On the surface, 2013 should be a more traumatic for a year, more than 2012 years of 17 countries of the single currency.
Great financial situation has improved, the European central bank pledged to keep the euro at all costs. Deep in debt peripheral countries bond yields sharply decline, the bank financing pressure to ease up, the stock market.
The southern edge of the eurozone countries have made great progress in reducing their budget and trade deficits. They are no longer way of life, make ends meet. They also introduced a politically sensitive structure reform, especially to make their Labour markets more agile.
However, demand is likely to remain weak and unemployment, has reached a record 11.8%, is expected to rise further before it comes down. Recovery will be slow.
"They have to take the medicine, but they won't jump down from the bed, and said:" Sebastian Barnes in Paris, the organization for economic cooperation and development.
"The question is set up a bridge, two or three years in the future, when you put the right policies, but they don't bearing fruit. Management public expectations, so this is a problem," Barnes, rich consultant national BBS's chief economist.
Risks remain
Belem berger's bank said, all forward-looking indicators, this year spring restorative growth, should further reduce the euro area's fiscal deficit amount less than 2.5% of GDP in 2013. It stands in the last year about 3.4%, down from 4.1% in 2011.
More important is, Italy, Spain, Portugal, Ireland and Greece in the merger of the current account deficit in 2012, estimates that 1.5% of gross domestic product, from 7% in 2008, and looking forward to this year, to balance the external account.
However, the bank's chief economist holger shi meters ding said, a single currency is not out.
"Despite the impressive progress, serious risks remain., the euro area need to growth, the main market in foreign political patience, stay at home, of course," he said in a report.
A lingering concern is that the economy of the euro area's mistake is to pass what Barnes of so-called "bad to balance".
Therefore, although the export growth played an important role, has set up a file in the periphery of the improvement of the current account mainly by cutting down on imports.
Relative wage costs reduce brings "internal devaluation" - only the depreciation of the circumstances, the exchange rate flexibility - so far is designed out of proportion, through the wage growth slowed, rising unemployment, not.
Ireland is a notable exception - this is the euro area outside of the UK - Barnes said, there are encouraging signs in other places, such as in Spain.
However, the Italian, almost did not touch the wage negotiation system. "But the problem is, wages impact in the front of the productive forces," he said.
LET 'S GET structure
Gilles MOEC, deutsche bank in London's economists, also worried about Italy. Italy has its government deficit control, but MOEC see a growing employment suspension, "he said what sign is very slow, financial crisis, since the outbreak of the private sector to flat the scale.
Reflecting on the rise, in Italy's employees' compensation a percentage of enterprise value increased from 52.5% in 2007 to 57.7%.
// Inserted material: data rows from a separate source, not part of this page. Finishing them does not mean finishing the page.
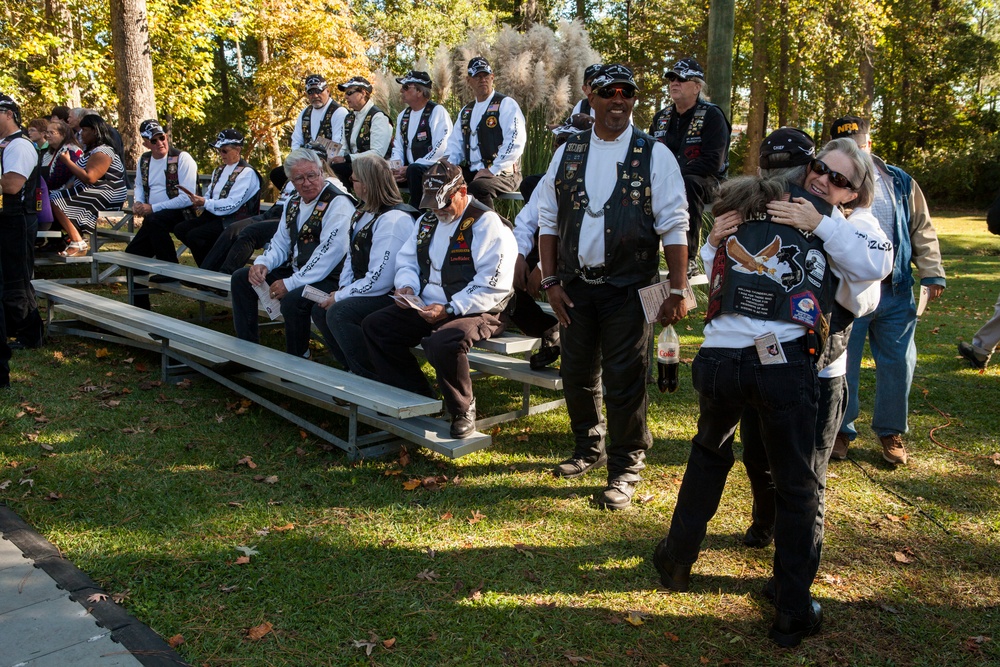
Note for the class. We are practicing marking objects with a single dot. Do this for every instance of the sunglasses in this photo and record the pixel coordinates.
(608, 92)
(838, 179)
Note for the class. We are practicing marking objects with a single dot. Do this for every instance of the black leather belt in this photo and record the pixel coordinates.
(592, 276)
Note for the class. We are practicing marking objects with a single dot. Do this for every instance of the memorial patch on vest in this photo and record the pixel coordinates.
(815, 267)
(775, 261)
(804, 309)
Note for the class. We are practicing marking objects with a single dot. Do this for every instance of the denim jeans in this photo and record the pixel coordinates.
(341, 329)
(785, 396)
(890, 331)
(294, 309)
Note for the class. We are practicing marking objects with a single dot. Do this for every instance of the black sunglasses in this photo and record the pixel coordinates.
(838, 179)
(608, 92)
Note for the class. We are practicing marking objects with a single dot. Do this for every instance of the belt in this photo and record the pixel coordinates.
(592, 276)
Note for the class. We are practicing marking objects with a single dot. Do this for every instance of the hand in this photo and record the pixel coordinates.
(401, 291)
(672, 310)
(434, 313)
(560, 304)
(798, 213)
(521, 273)
(258, 272)
(724, 226)
(534, 282)
(278, 290)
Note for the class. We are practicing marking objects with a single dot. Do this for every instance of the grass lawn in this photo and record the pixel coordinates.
(500, 563)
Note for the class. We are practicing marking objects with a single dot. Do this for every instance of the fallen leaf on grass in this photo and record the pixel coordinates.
(258, 631)
(635, 618)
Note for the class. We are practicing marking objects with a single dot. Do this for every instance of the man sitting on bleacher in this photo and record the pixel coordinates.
(308, 249)
(460, 263)
(160, 176)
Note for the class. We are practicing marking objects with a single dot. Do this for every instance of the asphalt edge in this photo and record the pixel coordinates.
(141, 641)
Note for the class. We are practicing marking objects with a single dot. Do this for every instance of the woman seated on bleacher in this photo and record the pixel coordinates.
(98, 185)
(378, 229)
(55, 174)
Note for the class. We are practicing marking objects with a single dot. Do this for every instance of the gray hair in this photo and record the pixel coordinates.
(864, 168)
(300, 155)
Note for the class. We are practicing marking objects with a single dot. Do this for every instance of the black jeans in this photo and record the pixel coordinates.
(606, 341)
(17, 263)
(785, 396)
(294, 309)
(392, 331)
(830, 413)
(234, 247)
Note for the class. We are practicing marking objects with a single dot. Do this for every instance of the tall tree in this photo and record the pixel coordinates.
(133, 72)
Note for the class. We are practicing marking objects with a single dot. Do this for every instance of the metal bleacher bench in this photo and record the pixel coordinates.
(239, 365)
(493, 358)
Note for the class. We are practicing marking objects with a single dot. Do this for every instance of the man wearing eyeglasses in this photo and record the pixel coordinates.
(422, 131)
(162, 175)
(367, 129)
(307, 249)
(902, 214)
(610, 198)
(697, 132)
(491, 137)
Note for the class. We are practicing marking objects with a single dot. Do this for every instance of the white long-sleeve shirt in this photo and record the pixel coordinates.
(389, 233)
(247, 185)
(332, 246)
(494, 253)
(440, 127)
(381, 133)
(187, 177)
(514, 137)
(315, 120)
(670, 215)
(859, 254)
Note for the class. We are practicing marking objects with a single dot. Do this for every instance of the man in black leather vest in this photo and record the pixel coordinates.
(697, 133)
(459, 265)
(610, 199)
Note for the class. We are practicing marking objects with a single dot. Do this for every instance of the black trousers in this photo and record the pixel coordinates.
(606, 342)
(200, 234)
(233, 248)
(486, 189)
(17, 263)
(392, 331)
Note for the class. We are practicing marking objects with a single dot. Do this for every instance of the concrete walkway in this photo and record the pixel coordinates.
(46, 620)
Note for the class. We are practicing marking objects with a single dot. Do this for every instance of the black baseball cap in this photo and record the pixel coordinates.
(786, 147)
(848, 126)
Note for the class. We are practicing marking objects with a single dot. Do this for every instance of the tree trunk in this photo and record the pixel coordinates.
(133, 72)
(60, 18)
(721, 21)
(758, 92)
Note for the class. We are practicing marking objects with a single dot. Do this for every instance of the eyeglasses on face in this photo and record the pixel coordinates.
(608, 92)
(304, 178)
(838, 179)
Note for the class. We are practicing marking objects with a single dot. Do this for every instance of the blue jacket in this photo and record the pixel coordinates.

On the contrary, in Spain, 25% unemployment rate is more than twice as tall as Italy, salary share over the same period fell by 64.7% to 55.9%.
To balance, in short, is far from complete. This is the real creditor nation. Germany's current-account surplus is to stay in a high 6% of GDP, reflecting the weak investment and consumption.
Goldman Sachs (outlined in yesterday) tried to measure the progress made in ironing update its estimate need real exchange rate change of the national debt in net imbalance - total annual current account deficits and surpluses results - back to the broad balance.
In Greece, Portugal and Spain's current-account improvement, now need a inflation factor adjusted depreciation is 8 to 10%, lower than the first two years, Goldman sachs estimates.
And the rest of the adjustment is still huge - about 25% to 30% of the cases, the Spanish about 15% - 25%, not only in Greece and Portugal, but in France, the employers and the union agreed to bag Labour market reforms to restore competitiveness.
By the way, Germany, need a real appreciation of 15% - 25%.
, Goldman sachs said, high unemployment and low wages, but structural reform provides a less painful to rebalance path.
Switch resources domestic department, such as buildings, in Spain and France public service export will reduce need more real exchange rate depreciation.
Goldman sachs economists "wrote:" but, use this reform is not painless: stand in their current privilege of vested interest groups political capital potential loss, prevent politicians, implement the necessary reforms. This is still the right, in the majority of peripheral, in France and Germany, LASSE Holboell nelson.
Barnes and organization for economic cooperation and development said, all countries can do much, but in large economies, including France and Germany, the lack of reform is a particularly notable.
Organization for economic cooperation and development studies show that received wisdom instead, structural reform made positive results, in a year or two years, especially by promoting investment and employment. This, in turn influence public opinion.